ミスセンス突然変異とは点突然変異の1つで、コドンの1つが、異なるアミノ酸をコードする別のコドンに変わること。



メチル化

メチル化は、さまざまな基質にメチル基が置換または結合することを意味する化学用語である。DNAメチル化は、CpG サイト(シトシン-リン酸-グアニンサイト;シトシンがDNA配列のグアニンと隣り合う場所)に起こり、シトシンは5-メチルシトシンに転換される。CpGサイトのメチル化は遺伝子発現に大きな影響を与える。



メチル化特異的PCR

メチル化および非メチル化されている塩基を特異的にPCR増幅してメチル化の様子を解析する方法。目的とする領域でメチル/非メチル化を想定し、プライマーセットを2セット作成する。そしてプライマーの特異性によりPCR増幅の有無を解析する。



メチル基

メチル基とは、有機化学において、CH3- と表される最も分子量の小さいアルキル置換基である。構造式で表記する場合はMeと略される。



密度勾配遠心

高分子化合物などを分離する方法の一つ。それゆえ、特定の密度の粒子・細胞や、タンパク質の分子量に応じて分離する手法。



薬理ゲノム学

薬理ゲノム学とは、薬理学の分野の1つ。DNA配列とアミノ酸配列のデータを用いて薬剤開発と試験を行う学問のこと。個人の遺伝子バリエーションと薬剤応答の個人差に対応した治療法などに薬理ゲノム学の応用が期待される。



リアルタイムPCR

リアルタイムPCR(Real-time PCR)は、定量PCRの中のひとつ。
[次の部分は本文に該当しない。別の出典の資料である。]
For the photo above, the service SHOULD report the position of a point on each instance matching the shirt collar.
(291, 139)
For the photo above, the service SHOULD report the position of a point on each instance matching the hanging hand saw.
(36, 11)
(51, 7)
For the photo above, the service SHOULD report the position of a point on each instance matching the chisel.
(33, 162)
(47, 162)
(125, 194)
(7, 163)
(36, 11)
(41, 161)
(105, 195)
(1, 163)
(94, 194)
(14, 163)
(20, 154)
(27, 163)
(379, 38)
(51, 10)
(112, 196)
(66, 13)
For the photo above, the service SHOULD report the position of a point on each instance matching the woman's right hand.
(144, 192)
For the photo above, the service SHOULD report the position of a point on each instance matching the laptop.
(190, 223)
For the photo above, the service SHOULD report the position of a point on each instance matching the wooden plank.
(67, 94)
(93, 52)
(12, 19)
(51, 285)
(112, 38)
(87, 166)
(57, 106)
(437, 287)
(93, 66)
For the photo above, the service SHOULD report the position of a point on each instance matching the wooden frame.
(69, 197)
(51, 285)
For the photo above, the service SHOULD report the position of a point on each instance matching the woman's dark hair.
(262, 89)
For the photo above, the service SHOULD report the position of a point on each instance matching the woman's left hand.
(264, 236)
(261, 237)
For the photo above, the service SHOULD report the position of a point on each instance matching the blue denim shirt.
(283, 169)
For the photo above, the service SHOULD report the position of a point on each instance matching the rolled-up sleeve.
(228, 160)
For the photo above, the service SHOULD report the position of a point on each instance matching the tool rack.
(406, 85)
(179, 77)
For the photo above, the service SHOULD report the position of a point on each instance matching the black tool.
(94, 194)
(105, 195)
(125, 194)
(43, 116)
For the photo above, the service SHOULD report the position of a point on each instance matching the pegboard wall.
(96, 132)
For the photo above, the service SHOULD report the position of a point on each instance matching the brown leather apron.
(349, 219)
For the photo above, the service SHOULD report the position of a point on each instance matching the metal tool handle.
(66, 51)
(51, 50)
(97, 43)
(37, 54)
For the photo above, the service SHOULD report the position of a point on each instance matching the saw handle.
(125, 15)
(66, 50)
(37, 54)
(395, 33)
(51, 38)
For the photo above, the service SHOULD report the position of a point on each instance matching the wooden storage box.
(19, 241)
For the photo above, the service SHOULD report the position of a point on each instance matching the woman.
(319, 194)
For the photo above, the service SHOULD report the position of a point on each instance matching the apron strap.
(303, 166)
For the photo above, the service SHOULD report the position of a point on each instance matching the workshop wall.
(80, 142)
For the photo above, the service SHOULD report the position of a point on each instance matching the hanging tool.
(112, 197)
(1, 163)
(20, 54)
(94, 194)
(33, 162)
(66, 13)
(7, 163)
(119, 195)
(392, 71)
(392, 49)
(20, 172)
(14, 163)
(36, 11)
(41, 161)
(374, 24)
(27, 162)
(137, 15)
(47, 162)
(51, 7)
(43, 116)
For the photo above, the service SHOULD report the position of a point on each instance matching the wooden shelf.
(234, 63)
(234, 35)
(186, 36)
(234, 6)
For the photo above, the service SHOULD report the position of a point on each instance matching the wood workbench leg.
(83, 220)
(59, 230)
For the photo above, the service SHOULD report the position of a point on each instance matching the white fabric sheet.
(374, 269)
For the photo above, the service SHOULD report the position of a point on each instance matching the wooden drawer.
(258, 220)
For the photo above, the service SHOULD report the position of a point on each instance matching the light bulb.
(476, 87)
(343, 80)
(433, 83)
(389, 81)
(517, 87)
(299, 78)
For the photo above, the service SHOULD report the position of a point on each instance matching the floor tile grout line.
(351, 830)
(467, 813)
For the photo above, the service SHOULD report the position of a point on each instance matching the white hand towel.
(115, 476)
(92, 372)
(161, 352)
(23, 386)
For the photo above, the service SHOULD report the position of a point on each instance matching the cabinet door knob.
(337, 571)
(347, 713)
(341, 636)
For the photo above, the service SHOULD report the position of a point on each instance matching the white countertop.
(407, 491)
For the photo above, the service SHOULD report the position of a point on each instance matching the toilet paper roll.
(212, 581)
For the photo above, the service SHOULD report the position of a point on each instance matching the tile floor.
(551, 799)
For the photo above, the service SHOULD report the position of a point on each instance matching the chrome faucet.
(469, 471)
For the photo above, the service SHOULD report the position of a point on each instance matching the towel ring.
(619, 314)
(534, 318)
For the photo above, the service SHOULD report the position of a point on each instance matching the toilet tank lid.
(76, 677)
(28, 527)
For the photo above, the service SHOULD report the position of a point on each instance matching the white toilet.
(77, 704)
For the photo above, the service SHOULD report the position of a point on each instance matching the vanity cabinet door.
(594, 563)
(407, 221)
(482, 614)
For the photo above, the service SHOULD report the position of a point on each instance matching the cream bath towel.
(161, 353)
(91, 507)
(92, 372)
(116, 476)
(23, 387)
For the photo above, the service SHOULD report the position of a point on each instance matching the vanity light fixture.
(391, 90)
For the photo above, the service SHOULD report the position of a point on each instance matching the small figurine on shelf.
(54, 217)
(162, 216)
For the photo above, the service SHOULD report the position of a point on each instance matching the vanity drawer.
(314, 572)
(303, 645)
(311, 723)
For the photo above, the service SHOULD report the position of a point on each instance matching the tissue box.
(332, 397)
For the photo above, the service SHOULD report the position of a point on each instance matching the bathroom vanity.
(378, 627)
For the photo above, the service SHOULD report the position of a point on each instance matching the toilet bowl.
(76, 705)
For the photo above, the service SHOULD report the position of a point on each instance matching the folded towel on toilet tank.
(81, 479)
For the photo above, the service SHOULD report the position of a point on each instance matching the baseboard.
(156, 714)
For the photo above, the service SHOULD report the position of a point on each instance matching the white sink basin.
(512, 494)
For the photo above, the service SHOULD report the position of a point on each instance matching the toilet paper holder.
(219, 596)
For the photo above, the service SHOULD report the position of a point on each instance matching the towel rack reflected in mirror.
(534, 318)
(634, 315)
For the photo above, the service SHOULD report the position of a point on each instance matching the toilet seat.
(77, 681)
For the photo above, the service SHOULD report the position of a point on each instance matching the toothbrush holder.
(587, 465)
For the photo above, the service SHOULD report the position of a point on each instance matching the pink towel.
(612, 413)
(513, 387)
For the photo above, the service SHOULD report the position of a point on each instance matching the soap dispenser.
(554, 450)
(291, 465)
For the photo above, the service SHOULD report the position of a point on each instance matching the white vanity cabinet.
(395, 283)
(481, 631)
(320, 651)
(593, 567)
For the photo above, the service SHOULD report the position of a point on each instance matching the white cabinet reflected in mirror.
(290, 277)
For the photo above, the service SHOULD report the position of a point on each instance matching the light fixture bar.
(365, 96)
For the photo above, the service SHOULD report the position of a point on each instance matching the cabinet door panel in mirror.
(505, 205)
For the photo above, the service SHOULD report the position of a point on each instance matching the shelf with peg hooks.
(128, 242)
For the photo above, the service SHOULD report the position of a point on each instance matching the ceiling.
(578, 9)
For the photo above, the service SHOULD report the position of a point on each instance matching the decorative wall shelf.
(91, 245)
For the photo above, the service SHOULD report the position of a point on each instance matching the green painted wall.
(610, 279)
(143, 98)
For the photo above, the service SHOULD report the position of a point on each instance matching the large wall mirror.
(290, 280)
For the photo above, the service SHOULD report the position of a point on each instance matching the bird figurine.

ポリメラーゼ連鎖反応 (PCR) による増幅を経時的(リアルタイム)に測定することで、増幅率に基づいて鋳型となるDNAの定量を行なう。



罹患率(りかんりつ)

病気にかかることを罹患(りかん)という。そしてその病気にかかる割合を罹患率とよぶ。



レトロウイルス

レトロウイルスとはRNAを遺伝物質にしているウイルスの一種。レトロウイルスは細胞に感染すると自身のRNAを転写したDNAを宿主細胞のDNAの一部に組み込む。